What is malware?

Malware – or malicious software – refers to a range of harmful programs designed to damage your computer, network or server, and it can include viruses, trojans and worms. These programs target individuals and organizations, and can steal information, damage data, hijack website visits and spy on Internet activity.

Malware can hide inside innocuous-looking software (trojans) or spread between machines without relying on user interaction (worms). It can be custom-designed to evade defences and execute specific tasks.

Malware is usually delivered via email phishing or fraudulent links. Malicious apps and USB memory sticks can also compromise smartphones and computers.

Once inadvertently installed, malware can carry out many activities unseen. It may spy on website visits, destroy data, record your keystrokes, or piece together passwords. Ransomware is an increasingly popular form of malware that encrypts important business information until the organization pays a ransom.

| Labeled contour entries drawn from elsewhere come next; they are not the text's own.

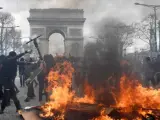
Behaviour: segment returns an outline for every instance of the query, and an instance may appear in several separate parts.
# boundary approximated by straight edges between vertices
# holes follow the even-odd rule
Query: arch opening
[[[61,33],[53,33],[49,36],[49,54],[53,56],[64,55],[64,35]]]

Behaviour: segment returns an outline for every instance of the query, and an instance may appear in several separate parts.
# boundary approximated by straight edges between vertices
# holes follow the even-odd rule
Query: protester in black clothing
[[[2,62],[4,59],[5,59],[5,56],[1,55],[0,62]],[[0,65],[0,74],[1,74],[1,68],[2,68],[2,64]],[[2,100],[2,98],[3,98],[3,84],[2,84],[2,78],[0,78],[0,100]]]
[[[20,62],[24,62],[24,58],[21,58]],[[19,65],[19,77],[20,77],[21,87],[25,86],[24,71],[25,71],[25,66],[24,65]]]
[[[37,79],[39,81],[39,102],[42,102],[43,94],[45,94],[46,101],[48,101],[48,93],[45,92],[45,88],[47,87],[47,81],[45,80],[45,77],[49,73],[50,69],[55,65],[55,61],[52,55],[45,55],[44,62],[44,70],[37,76]]]
[[[9,56],[2,61],[1,78],[3,80],[2,84],[4,86],[4,96],[1,103],[0,114],[3,113],[10,98],[13,99],[17,111],[21,109],[20,102],[16,96],[14,79],[17,73],[17,65],[26,64],[24,62],[18,62],[17,59],[19,59],[26,53],[29,52],[17,55],[14,51],[12,51],[9,53]]]
[[[33,62],[33,59],[30,58],[29,62]],[[25,71],[25,76],[26,79],[28,79],[28,77],[30,77],[31,73],[38,68],[38,64],[32,64],[30,66],[27,66],[26,71]],[[29,102],[31,99],[33,99],[35,97],[35,93],[34,93],[34,83],[36,84],[36,86],[38,85],[38,83],[36,82],[36,80],[32,83],[30,83],[27,87],[28,87],[28,92],[27,92],[27,98],[24,100],[25,102]]]

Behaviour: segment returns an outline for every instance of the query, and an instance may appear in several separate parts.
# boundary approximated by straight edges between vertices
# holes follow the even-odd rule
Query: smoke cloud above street
[[[20,25],[23,36],[29,36],[27,17],[31,8],[84,9],[86,18],[84,35],[92,36],[93,25],[99,24],[107,17],[114,17],[126,24],[131,24],[153,13],[150,8],[136,6],[135,2],[160,4],[159,0],[0,0],[0,2],[4,8],[2,11],[11,12],[15,16],[16,24]],[[157,13],[159,14],[158,11]]]

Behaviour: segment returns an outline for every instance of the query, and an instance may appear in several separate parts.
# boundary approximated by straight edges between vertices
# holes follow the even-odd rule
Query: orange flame
[[[54,117],[56,120],[63,120],[68,104],[73,102],[94,103],[91,95],[78,98],[75,96],[75,92],[71,91],[73,73],[74,69],[69,62],[57,63],[54,69],[51,69],[47,76],[47,92],[51,93],[50,101],[41,106],[43,110],[41,117]],[[60,115],[56,116],[55,111]]]
[[[92,120],[113,120],[112,118],[110,118],[109,116],[107,116],[105,114],[106,109],[102,109],[100,114],[101,116],[97,117],[97,118],[93,118]]]

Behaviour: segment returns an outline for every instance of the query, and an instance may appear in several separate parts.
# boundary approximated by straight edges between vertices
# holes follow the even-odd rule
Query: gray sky
[[[160,0],[0,0],[4,8],[2,11],[11,12],[15,16],[16,24],[20,25],[23,36],[29,36],[26,18],[29,16],[30,8],[82,8],[87,18],[84,26],[86,38],[93,36],[92,26],[103,18],[114,16],[130,24],[153,12],[151,9],[135,6],[135,2],[160,4]],[[89,38],[87,40],[92,41]],[[143,42],[136,43],[138,48],[143,46]]]

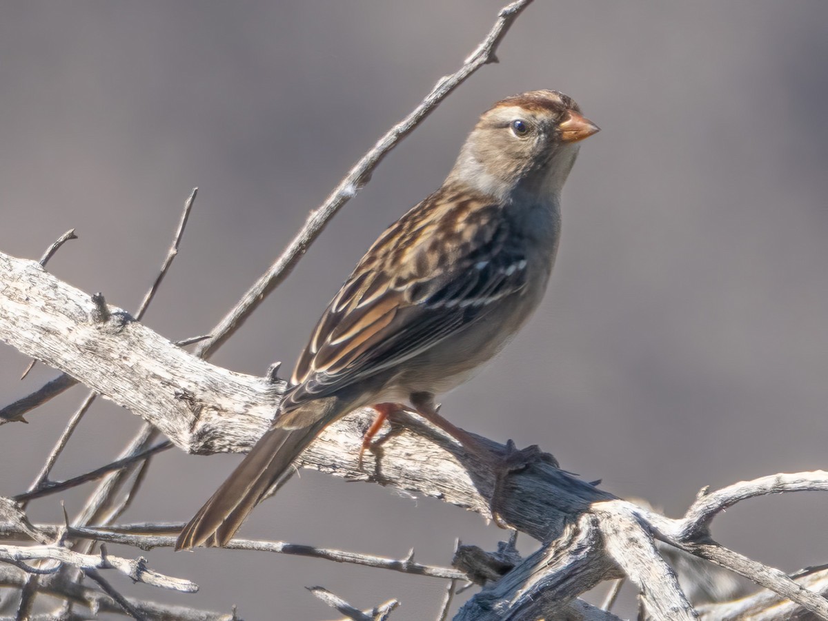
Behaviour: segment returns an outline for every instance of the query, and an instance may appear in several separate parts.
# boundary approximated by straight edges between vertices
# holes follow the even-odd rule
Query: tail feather
[[[298,429],[271,428],[184,527],[176,550],[226,545],[253,507],[328,422],[316,421]]]

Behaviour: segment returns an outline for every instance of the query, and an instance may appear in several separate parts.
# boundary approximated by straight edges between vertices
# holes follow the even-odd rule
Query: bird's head
[[[575,101],[556,91],[506,98],[480,117],[448,181],[508,201],[560,194],[578,142],[599,131]]]

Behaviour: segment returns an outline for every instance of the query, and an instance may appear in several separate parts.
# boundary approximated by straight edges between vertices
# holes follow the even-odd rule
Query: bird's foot
[[[371,442],[373,440],[373,437],[376,436],[379,430],[383,428],[383,425],[385,421],[388,420],[388,415],[392,412],[397,412],[401,409],[405,409],[405,406],[402,404],[376,404],[373,406],[374,411],[377,413],[377,416],[373,419],[373,423],[371,423],[371,427],[368,428],[365,434],[363,436],[363,443],[359,447],[359,470],[363,467],[363,457],[365,455],[365,451],[371,447]]]

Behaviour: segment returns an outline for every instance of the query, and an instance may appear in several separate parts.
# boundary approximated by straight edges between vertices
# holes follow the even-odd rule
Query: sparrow
[[[480,450],[437,413],[435,397],[494,356],[537,307],[558,248],[564,182],[578,143],[598,131],[552,90],[513,95],[484,112],[442,186],[386,230],[345,280],[270,428],[176,549],[227,544],[320,432],[359,408],[378,412],[363,448],[407,402]]]

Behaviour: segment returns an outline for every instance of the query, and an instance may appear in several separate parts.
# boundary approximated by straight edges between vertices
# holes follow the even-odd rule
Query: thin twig
[[[62,394],[65,390],[74,386],[78,380],[61,373],[54,380],[50,380],[34,392],[18,399],[0,409],[0,425],[7,423],[26,423],[23,415],[39,408],[46,401]]]
[[[184,229],[187,226],[187,221],[190,219],[190,213],[193,210],[193,203],[195,202],[195,196],[199,193],[198,188],[193,188],[193,191],[190,193],[190,196],[187,200],[184,203],[184,210],[181,212],[181,219],[178,222],[178,228],[176,229],[176,232],[172,236],[172,245],[170,246],[170,250],[167,251],[166,257],[164,259],[164,262],[161,263],[161,270],[158,270],[158,275],[156,276],[155,282],[150,286],[149,290],[144,295],[144,299],[141,300],[141,303],[138,305],[138,310],[135,313],[135,318],[137,321],[141,321],[143,318],[144,313],[149,308],[150,303],[152,302],[152,299],[155,298],[155,294],[158,291],[158,288],[161,284],[164,281],[164,277],[166,276],[166,273],[170,271],[170,266],[172,265],[173,260],[178,255],[178,249],[181,245],[181,237],[184,236]]]
[[[40,264],[43,267],[46,267],[46,263],[48,263],[49,260],[55,256],[55,253],[58,251],[58,250],[61,246],[69,241],[70,239],[77,239],[77,238],[78,236],[75,234],[75,229],[74,228],[69,229],[69,231],[67,231],[60,237],[58,237],[56,240],[55,240],[55,241],[52,243],[51,246],[46,248],[46,251],[44,252],[43,256],[41,257]]]
[[[0,565],[0,586],[20,589],[25,584],[28,574],[22,570],[7,565]],[[88,619],[90,616],[98,619],[99,616],[112,613],[124,614],[123,609],[108,595],[101,593],[91,586],[84,586],[74,582],[46,581],[39,585],[39,593],[54,598],[70,601],[73,604],[84,606],[91,611],[90,614],[70,616],[70,619]],[[209,610],[199,610],[185,606],[158,602],[147,601],[136,598],[125,598],[130,604],[145,616],[154,619],[165,621],[238,621],[238,619],[229,613],[217,613]],[[108,617],[107,617],[108,618]],[[44,619],[44,621],[56,621],[64,617],[52,615],[32,615],[31,619]],[[0,621],[10,621],[7,617],[0,618]]]
[[[321,586],[309,586],[307,590],[337,612],[342,613],[354,621],[385,621],[392,611],[400,605],[397,600],[390,600],[370,610],[363,611],[354,608],[339,595]]]
[[[782,473],[762,476],[749,481],[739,481],[709,494],[700,494],[685,514],[681,538],[694,538],[706,534],[713,518],[738,502],[768,494],[797,491],[828,491],[828,472]]]
[[[69,439],[72,437],[75,432],[75,428],[78,427],[78,423],[84,418],[84,414],[89,410],[89,406],[92,405],[93,402],[95,400],[95,397],[98,395],[97,393],[90,391],[86,398],[81,402],[80,405],[72,414],[72,418],[69,419],[69,423],[66,423],[66,427],[64,428],[63,432],[60,433],[60,437],[55,443],[52,450],[49,453],[49,456],[46,457],[46,461],[43,464],[43,467],[41,471],[37,474],[35,480],[32,481],[31,485],[29,485],[29,491],[26,494],[22,494],[16,497],[15,499],[20,500],[21,507],[26,509],[26,505],[31,498],[37,498],[35,494],[38,490],[42,490],[44,487],[49,485],[49,475],[51,474],[52,468],[55,467],[55,462],[57,461],[58,456],[63,451],[66,447],[66,443]]]
[[[128,560],[120,557],[101,554],[80,554],[60,545],[7,546],[0,545],[0,561],[18,563],[22,561],[57,561],[79,569],[115,569],[135,582],[144,582],[162,589],[195,593],[199,587],[194,582],[181,578],[164,576],[145,566],[142,558]]]
[[[455,539],[455,552],[454,554],[457,554],[457,551],[460,549],[460,537]],[[445,621],[449,618],[449,609],[451,608],[451,600],[455,599],[455,591],[457,588],[457,580],[449,580],[448,585],[445,587],[445,595],[443,597],[443,602],[440,606],[440,611],[437,613],[437,621]]]
[[[601,602],[601,609],[609,611],[613,609],[613,606],[615,605],[615,600],[618,600],[619,594],[621,592],[621,587],[623,586],[623,583],[626,581],[625,578],[619,578],[613,580],[612,584],[609,585],[609,590],[604,598],[604,601]]]
[[[176,229],[176,232],[173,235],[172,244],[170,246],[169,251],[167,251],[166,256],[161,263],[158,275],[156,277],[155,281],[150,286],[147,294],[144,295],[144,299],[138,305],[137,313],[135,314],[135,318],[137,320],[140,320],[144,316],[144,313],[147,312],[147,308],[149,307],[150,303],[152,301],[152,299],[155,297],[155,294],[158,290],[158,287],[163,281],[166,273],[170,270],[170,266],[172,265],[173,259],[175,259],[176,256],[178,254],[178,248],[181,243],[184,229],[187,225],[187,221],[190,219],[190,213],[192,211],[193,203],[195,201],[195,196],[198,193],[198,188],[193,188],[193,191],[190,193],[190,196],[184,203],[184,210],[181,213],[181,218],[179,221],[178,227]],[[67,231],[60,237],[59,237],[54,244],[49,246],[46,254],[41,258],[41,265],[45,265],[46,261],[47,261],[51,256],[55,254],[57,249],[70,239],[77,239],[77,237],[75,236],[75,229]],[[200,340],[200,338],[199,340]],[[9,423],[15,420],[24,420],[22,417],[26,412],[30,412],[35,408],[42,405],[49,399],[56,397],[64,390],[71,388],[77,383],[77,380],[70,377],[65,373],[58,375],[56,378],[51,380],[37,390],[35,390],[33,393],[31,393],[22,399],[17,399],[13,404],[10,404],[2,409],[0,409],[0,424],[2,424],[2,423]],[[94,397],[92,399],[94,400]],[[70,433],[70,435],[71,435],[71,433]],[[68,437],[66,439],[68,439]],[[60,454],[60,451],[58,451],[58,453]]]
[[[91,580],[98,583],[98,585],[101,590],[106,593],[109,597],[115,600],[115,602],[121,608],[123,609],[124,612],[127,613],[132,619],[137,619],[138,621],[143,621],[146,617],[133,606],[127,598],[122,595],[115,587],[109,584],[100,573],[94,569],[88,569],[84,571],[84,573]]]
[[[108,474],[114,471],[123,470],[128,466],[132,466],[136,461],[140,461],[141,460],[149,457],[156,453],[161,452],[162,451],[166,451],[173,447],[173,443],[169,440],[163,442],[156,444],[151,448],[147,449],[140,453],[133,455],[129,457],[124,457],[123,459],[115,460],[111,461],[106,466],[102,466],[99,468],[95,468],[94,470],[89,471],[89,472],[84,472],[82,475],[78,475],[77,476],[73,476],[71,479],[66,479],[62,481],[46,481],[41,484],[40,487],[36,487],[31,491],[24,492],[22,494],[18,494],[17,496],[12,496],[12,499],[24,504],[29,500],[32,500],[36,498],[41,498],[43,496],[48,496],[52,494],[57,494],[58,492],[63,491],[65,490],[69,490],[73,487],[77,487],[84,483],[88,483],[89,481],[97,480],[100,479],[104,475]]]

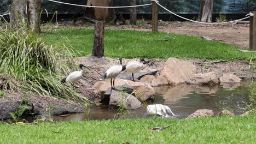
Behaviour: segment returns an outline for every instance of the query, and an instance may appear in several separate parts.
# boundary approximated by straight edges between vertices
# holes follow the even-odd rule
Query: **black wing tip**
[[[65,83],[66,80],[67,80],[67,78],[65,77],[65,78],[63,79],[63,80],[62,80],[61,82],[62,82],[62,83]]]
[[[104,79],[106,79],[106,77],[107,77],[107,73],[104,73],[104,74],[101,76],[101,79],[104,80]]]
[[[125,70],[126,69],[126,64],[124,65],[122,67],[122,67],[122,71],[123,71]]]

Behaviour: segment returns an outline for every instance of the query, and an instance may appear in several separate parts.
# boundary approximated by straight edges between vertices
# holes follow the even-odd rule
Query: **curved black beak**
[[[86,66],[83,65],[83,67],[86,68],[87,68],[88,69],[89,69],[89,70],[90,70],[90,69],[88,67],[87,67]]]
[[[118,59],[118,63],[120,62],[120,64],[122,65],[123,64],[123,62],[122,62],[122,58],[121,57],[119,57],[119,59]]]
[[[150,67],[150,65],[149,65],[149,61],[146,61],[146,62],[147,64],[148,65],[148,67]]]

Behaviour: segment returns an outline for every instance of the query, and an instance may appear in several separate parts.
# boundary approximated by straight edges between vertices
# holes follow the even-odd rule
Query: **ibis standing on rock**
[[[111,89],[115,89],[115,79],[118,76],[118,75],[121,73],[121,71],[124,71],[125,70],[126,65],[122,65],[122,58],[119,58],[119,61],[120,65],[116,65],[111,67],[109,68],[104,74],[102,75],[101,77],[101,80],[104,80],[107,79],[110,79],[110,83],[111,83]],[[113,79],[113,86],[112,86],[112,79]]]
[[[83,72],[84,71],[84,69],[83,69],[83,67],[85,67],[90,70],[90,69],[88,68],[88,67],[84,66],[82,64],[79,64],[80,71],[75,71],[70,73],[68,75],[68,76],[67,76],[64,79],[63,79],[61,81],[61,82],[63,83],[64,82],[71,83],[71,85],[74,86],[73,85],[74,83],[75,83],[77,81],[78,81],[79,80],[79,79],[82,76]]]
[[[126,68],[125,71],[128,73],[132,73],[132,81],[135,81],[133,73],[141,69],[146,63],[148,64],[148,63],[144,58],[141,58],[140,62],[135,61],[130,61],[126,64]]]
[[[149,105],[147,106],[147,111],[149,115],[157,115],[164,117],[174,116],[168,106],[162,104]]]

What are the risks to your business?

  • Data loss
  • Financial loss
  • Hardware damage
  • Paralysis of business activity

How to defend your business against malware

  • Put in place strong response, recovery and back-up processes.
  • Run up-to-date antivirus software on all machines and consider systems that use file reputation and behavior analysis within a safe sandbox system. Network behavior anomaly detection (alert to attacker commands) is another systems security option.
  • Keep your PCs, servers and associated hardware up to date, installing the latest security patches as they become available.
  • Make sure that your staff avoid questionable websites and know not to download free software or apps, run Microsoft Office macros on email attachments or use USB sticks from unverified sources.
  • Consider application whitelisting (blocking any software not already authorized).
  • Use different passwords for different business logins. You can also build in timed password changes across the system, requiring staff to update passwords every three months, for example.
  • Consider two-factor authentication for entry to the network, for business-critical applications and for applications that access sensitive data.
  • Restrict access to sensitive applications by only giving usernames and passwords to staff who need them.
  • Require staff to shut down their computers completely at the end of the day to ensure they are receiving the latest security updates.